The Story about Circulating Tumor Cells

At a very early stage of cancer development, prior to the presentation of clinical symptoms, the primary tumor has started shedding individual cancer cells to the blood stream. At that point, the primary tumor is only around 0.5 mm, undetectable by the best PET/CT imaging. However, the cells that break free, called circulating tumor cells (CTCs), can be captured, detected, and monitored in a tube of patient’s peripheral blood.  CTCs travel in the blood, and if there is a chance, they settle down, colonize and form distant metastasis. Therefore, CTCs are believed the seed of metastasis. Examining CTCs can be a perfect way to interrogate the characteristic of an individual’s cancer, monitor the cancer progression and recurrence, and predict the therapeutic efficacy and drug resistance. Growing evidences have demonstrated that the quantity of CTCs in patient blood samples is linked to cancer progression; change in CTC numbers during treatment is predictive of response to therapy. Because the number of CTCs changes weeks to months earlier than the tumor size, timely adjustment to treatment plan is a big advantage by monitoring of CTC levels compared to size imaging. Examining CTCs is also simple by drawing patient’s blood and analyzing it in vitro. Limitation in test prescription seems no longer a concern that always associates with radiological imaging. As you just read, CTCs come from tumors, and thus, with no doubt, they are 100% tumor specific. Additionally, every patient’s tumor is unique, so are the CTCs. Therefore, a CTC test represents the future of individualized care.



About our technology

CTC enrichment is critical for effective detection.
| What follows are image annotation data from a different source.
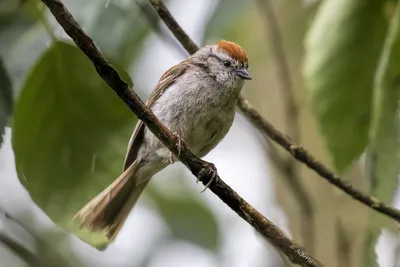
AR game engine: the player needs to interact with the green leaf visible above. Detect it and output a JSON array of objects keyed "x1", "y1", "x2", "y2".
[
  {"x1": 88, "y1": 1, "x2": 151, "y2": 67},
  {"x1": 203, "y1": 0, "x2": 249, "y2": 43},
  {"x1": 0, "y1": 57, "x2": 13, "y2": 147},
  {"x1": 0, "y1": 9, "x2": 35, "y2": 54},
  {"x1": 364, "y1": 2, "x2": 400, "y2": 266},
  {"x1": 304, "y1": 0, "x2": 387, "y2": 171},
  {"x1": 13, "y1": 42, "x2": 135, "y2": 245},
  {"x1": 147, "y1": 187, "x2": 220, "y2": 251}
]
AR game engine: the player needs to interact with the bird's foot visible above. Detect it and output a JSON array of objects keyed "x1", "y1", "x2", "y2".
[
  {"x1": 197, "y1": 161, "x2": 219, "y2": 193},
  {"x1": 169, "y1": 132, "x2": 182, "y2": 164}
]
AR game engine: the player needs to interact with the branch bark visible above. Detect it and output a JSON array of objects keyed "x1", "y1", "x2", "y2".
[
  {"x1": 42, "y1": 0, "x2": 323, "y2": 266},
  {"x1": 256, "y1": 0, "x2": 315, "y2": 252},
  {"x1": 145, "y1": 0, "x2": 400, "y2": 222}
]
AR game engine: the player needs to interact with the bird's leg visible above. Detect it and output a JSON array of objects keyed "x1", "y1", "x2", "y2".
[
  {"x1": 197, "y1": 161, "x2": 218, "y2": 193},
  {"x1": 169, "y1": 132, "x2": 182, "y2": 164}
]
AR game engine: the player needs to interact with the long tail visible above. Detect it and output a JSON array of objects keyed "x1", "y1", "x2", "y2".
[{"x1": 74, "y1": 161, "x2": 151, "y2": 241}]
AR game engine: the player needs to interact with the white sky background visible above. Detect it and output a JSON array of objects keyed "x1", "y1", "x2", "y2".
[{"x1": 0, "y1": 0, "x2": 400, "y2": 267}]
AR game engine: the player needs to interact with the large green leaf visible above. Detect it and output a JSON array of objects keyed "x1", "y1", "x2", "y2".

Size based enrichment has been one of the most inexpensive enriching techniques with remarkable processing throughput. However, it fails to separate CTCs from leukocytes at similar sizes or retrieve CTCs smaller than the size cutoff. Our filtration technology differentiates cells by both size and deformability. Tumor cells are known to possess larger nucleus/ cytoplasmic ratio and non-homogeneous texture, therefore, CTCs are stiffer, less deformable, and can be effectively separated from normal blood cells by specially designed pores, even at same size. Accordingly, the pore size is significantly reduced that further increase the cell recovery.



About CeloVISION™

Based on the aforementioned concept, we designed a compact, manually operated, disposable, point-of-care device for CTC detection and quantification. The device, which bears a membrane with specially engineered pores, processes whole blood without vigorous manipulation.